Luciano Saldana, 27, of Salinas, and two others were shot when gunshots struck their car headed southbound on Monterey Road near Alma Avenue at around 2:20 p.m. on Feb. 17, said Sgt. Mike Sullivan.

All three victims were transported to local hospitals. Saldana is the only victim who did not survive the attack, Sullivan said.

No motive or suspects have been established in the case. The investigation is ongoing.

Santa Rosa police indentify two suspects in shooting

Santa Rosa police have identified two suspects in the alleged gang related shooting of an adult man who was struck by gunfire while driving his truck on West Ninth Street Thursday.

Police are searching for Alex Casillas, 18, and Javier Gardea, 19, who are considered armed and dangerous. They are suspected of shooting the victim, an alleged member of a rival street gang, in the 900 block of Kingwood Drive around 1:30 p.m., Sgt. Lisa Banayat said.

The victim suffered a bullet wound in the back and rushed to an area hospital. His injuries were not life threatening, Banayat said.

The driver and a passenger were riding westbound in the truck near Link Lane. They called 911 and police found the injured driver at West Ninth and Rockwell streets, Banayat said.

Casillas is described as Native American, 5-feet 8-inches tall, about 250 pounds with black hair and brown eyes, police said.

Gardea is described as Hispanic, 5-feet 6-inches tall, about 120 pounds with black hair and brown eyes.

Dillon Beach reopens

Dillon Beach was fully reopened Friday following a 250-gallon spill of untreated sewage, some of which flowed into the ocean from a damaged pipeline in Marin County on Monday, authorities said.

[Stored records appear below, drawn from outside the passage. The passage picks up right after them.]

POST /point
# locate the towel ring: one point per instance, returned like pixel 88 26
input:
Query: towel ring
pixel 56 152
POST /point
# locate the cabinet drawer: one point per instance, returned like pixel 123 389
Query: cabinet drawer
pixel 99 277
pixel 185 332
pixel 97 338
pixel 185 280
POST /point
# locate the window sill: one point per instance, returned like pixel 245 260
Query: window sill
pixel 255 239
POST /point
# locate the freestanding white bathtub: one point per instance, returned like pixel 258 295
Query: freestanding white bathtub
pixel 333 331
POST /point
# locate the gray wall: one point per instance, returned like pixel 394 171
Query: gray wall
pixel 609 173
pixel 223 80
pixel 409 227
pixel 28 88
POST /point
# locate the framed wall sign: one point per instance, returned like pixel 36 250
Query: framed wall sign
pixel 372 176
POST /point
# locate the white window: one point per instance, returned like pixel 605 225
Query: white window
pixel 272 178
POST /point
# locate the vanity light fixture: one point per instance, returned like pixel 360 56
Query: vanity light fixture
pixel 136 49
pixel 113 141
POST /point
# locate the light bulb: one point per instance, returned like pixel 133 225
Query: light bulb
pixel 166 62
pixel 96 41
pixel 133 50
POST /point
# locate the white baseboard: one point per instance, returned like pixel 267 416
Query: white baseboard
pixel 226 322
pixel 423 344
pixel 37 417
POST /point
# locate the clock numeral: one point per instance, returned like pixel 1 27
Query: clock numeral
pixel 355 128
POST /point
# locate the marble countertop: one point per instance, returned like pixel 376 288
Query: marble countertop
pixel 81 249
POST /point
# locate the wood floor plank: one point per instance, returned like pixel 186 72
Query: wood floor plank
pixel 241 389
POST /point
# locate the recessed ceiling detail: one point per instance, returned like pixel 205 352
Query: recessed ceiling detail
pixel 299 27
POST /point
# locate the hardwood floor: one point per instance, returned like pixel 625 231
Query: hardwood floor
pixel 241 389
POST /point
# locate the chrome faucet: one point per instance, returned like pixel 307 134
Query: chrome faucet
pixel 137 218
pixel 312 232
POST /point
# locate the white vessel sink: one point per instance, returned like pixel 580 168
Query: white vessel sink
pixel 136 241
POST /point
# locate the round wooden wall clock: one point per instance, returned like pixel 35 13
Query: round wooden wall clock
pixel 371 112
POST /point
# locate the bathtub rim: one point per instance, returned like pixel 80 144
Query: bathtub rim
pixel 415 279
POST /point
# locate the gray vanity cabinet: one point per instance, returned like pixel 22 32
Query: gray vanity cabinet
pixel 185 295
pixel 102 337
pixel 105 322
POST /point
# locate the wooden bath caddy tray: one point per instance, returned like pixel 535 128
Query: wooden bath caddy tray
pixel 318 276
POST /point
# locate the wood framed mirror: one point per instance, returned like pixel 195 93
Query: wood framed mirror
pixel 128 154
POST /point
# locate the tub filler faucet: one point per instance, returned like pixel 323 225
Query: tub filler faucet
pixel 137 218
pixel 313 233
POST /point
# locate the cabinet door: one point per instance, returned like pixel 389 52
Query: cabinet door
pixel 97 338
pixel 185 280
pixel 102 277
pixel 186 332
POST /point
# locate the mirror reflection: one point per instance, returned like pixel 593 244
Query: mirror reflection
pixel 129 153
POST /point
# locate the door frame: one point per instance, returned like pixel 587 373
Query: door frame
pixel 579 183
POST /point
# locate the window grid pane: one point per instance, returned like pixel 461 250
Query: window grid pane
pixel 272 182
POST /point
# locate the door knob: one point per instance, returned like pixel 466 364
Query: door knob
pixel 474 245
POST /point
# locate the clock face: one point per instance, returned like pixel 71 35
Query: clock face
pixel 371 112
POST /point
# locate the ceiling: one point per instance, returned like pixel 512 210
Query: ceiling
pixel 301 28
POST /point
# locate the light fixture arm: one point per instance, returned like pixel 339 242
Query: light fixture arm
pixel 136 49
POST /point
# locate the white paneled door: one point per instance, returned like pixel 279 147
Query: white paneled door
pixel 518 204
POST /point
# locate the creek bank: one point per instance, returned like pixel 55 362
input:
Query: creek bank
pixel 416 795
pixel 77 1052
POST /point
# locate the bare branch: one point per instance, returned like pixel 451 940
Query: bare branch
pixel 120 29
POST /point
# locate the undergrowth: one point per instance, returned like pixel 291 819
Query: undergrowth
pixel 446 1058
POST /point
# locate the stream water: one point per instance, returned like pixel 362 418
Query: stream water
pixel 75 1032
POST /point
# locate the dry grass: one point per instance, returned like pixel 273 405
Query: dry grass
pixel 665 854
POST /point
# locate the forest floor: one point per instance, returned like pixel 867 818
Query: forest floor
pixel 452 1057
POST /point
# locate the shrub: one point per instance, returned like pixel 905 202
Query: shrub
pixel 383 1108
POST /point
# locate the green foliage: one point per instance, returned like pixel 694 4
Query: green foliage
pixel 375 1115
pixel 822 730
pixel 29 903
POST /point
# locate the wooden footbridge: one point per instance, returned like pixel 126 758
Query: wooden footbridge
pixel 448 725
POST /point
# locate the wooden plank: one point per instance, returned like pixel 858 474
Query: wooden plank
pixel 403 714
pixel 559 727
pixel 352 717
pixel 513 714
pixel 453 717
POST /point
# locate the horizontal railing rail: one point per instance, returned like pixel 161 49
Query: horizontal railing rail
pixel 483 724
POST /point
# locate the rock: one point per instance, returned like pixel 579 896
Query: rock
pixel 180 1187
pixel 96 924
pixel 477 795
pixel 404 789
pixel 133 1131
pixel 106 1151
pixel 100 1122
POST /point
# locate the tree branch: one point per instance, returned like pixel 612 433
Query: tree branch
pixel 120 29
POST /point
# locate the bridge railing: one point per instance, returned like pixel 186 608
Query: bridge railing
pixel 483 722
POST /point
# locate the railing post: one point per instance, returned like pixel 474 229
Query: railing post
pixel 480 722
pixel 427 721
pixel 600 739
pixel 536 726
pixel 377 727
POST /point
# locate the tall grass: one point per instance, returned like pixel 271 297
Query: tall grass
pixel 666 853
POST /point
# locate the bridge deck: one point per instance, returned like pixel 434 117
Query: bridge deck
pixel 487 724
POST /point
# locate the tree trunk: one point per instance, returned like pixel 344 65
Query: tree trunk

Following the spill, a section of Dillon Beach was closed to the public for cleanup and testing, North Marin Water District General Manager Chris DeGabriele said.

Cleanup was done Friday morning and test results released Friday from water samples taken on Tuesday upstream and downstream from the spill site showed bacteria levels well below the minimum state standard for human contact, DeGabriele said.

The positive results prompted the removal of warning signs at Dillon Beach alerting visitors of the spill, DeGabriele said.

A resident reported the spill, which occurred in the Oceana Marin subdivision near Kailua Way. A tree root apparently separated the joint in a section of sewage pipeline, causing untreated sewage to surface, flow into a storm drain, and eventually leak into the ocean.